Les médailles d’or qui n’étaient pas en or : 9 tricheurs dans l’histoire des jeux olympiques

Bien que les athlètes olympiques jurent célébrer « le véritable esprit du sport », la triche olympique est aussi vieille que les jeux eux-mêmes. Comme le démontrent les neuf exemples suivants, à travers les années les athlètes olympiques ont essayé d’utiliser toutes sortes de stimulateurs de performance, du dopage aux voitures, en passant par les sœurs jumelles identiques, pour obtenir un léger avantage dans la compétition.

Ben Johnson

 

1. Ben Johnson.

Après un formidable record du monde qui lui fit gagner l’épreuve la plus attendue des jeux olympiques de Séoul en 1988, la course 100 mètres, le sprinter canadien a déclaré, lors d’une conférence de presse : « Une médaille d’or, c’est quelque chose que personne ne peut vous enlever. » Et bien pas exactement… Un jour plus tard, des tests effectués sur le sportif ont révélé l’utilisation de stéroïdes anabolisants qui lui valurent la confiscation de sa médaille d’or. Celle-ci a été donnée à l’Américain Carl Lewis (des tests positifs ont aussi été effectués sur Lewis, révélant là aussi la consommation de stimulants lors des jeux olympiques de 1988 aux Etats-Unis, mais le comité olympique a rejeté la suspension à son égard). En 1999, Saadi Kadhafi, le fils du dictateur libyen Mouammar Kadhafi et footballeur en devenir, a engagé Johnson comme coach de fitness. Après avoir pris part à un match dans une ligue de football italienne, Saadi Kadhafi avait lui aussi échoué à un test anti-dopage.

 

Marion_Jones

2. Madeline and Margaret de Jesus.

Après que la portoricaine Madeline de Jesus se soit retrouvée boiteuse à la suite d’une compétition de saut en longueur, elle fut incapable de courir le relais 4×400 mètres aux jeux olympiques de Los Angeles en 1984. Dans une intrigue dont les studios hollywoodiens tout proches auraient rêvé, Madeline a engagé sa jumelle identique, Margaret, comme imposteur pour une épreuve qualificative. Margaret réalisa la dernière manche de l’épreuve et l’équipe progressa. Toutefois, quand le coach en chef de l’équipe portoricaine apprit la supercherie, il retira l’équipe de la compétition finale.

 

3. Fred Lorz.

Devant des milliers de compatriotes l’acclamant aux jeux de Saint Louis en 1904, le coureur américain devint le premier compétiteur à franchir la ligne finale du marathon. Seul problème : Lorz avait parcouru 10 miles de la course en voiture, après avoir été victime d’une crampe au début de la course.

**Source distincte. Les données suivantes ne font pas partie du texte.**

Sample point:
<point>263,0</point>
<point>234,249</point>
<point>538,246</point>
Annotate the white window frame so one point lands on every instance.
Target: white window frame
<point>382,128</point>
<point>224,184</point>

Suite à une panne de voiture, c’est un Lorz complètement rétabli qui a parcouru les cinq miles restants et est entré dans le stade olympique avant les autres marathoniens. La tromperie a cependant été rapidement révélée et Lorz a immédiatement reconnu avoir bénéficié d’une assistance automobile. (D’ailleurs, une autre anecdote étrange veut que le véritable vainqueur du marathon, l’américain Thomas Hicks, se soit administré un stimulant – une dose de strychnine dans du blanc d’œuf et une rasade de Brandy-en plein milieu de la course. Ce stimulant, quoique potentiellement mortel, était autorisé en 1904.)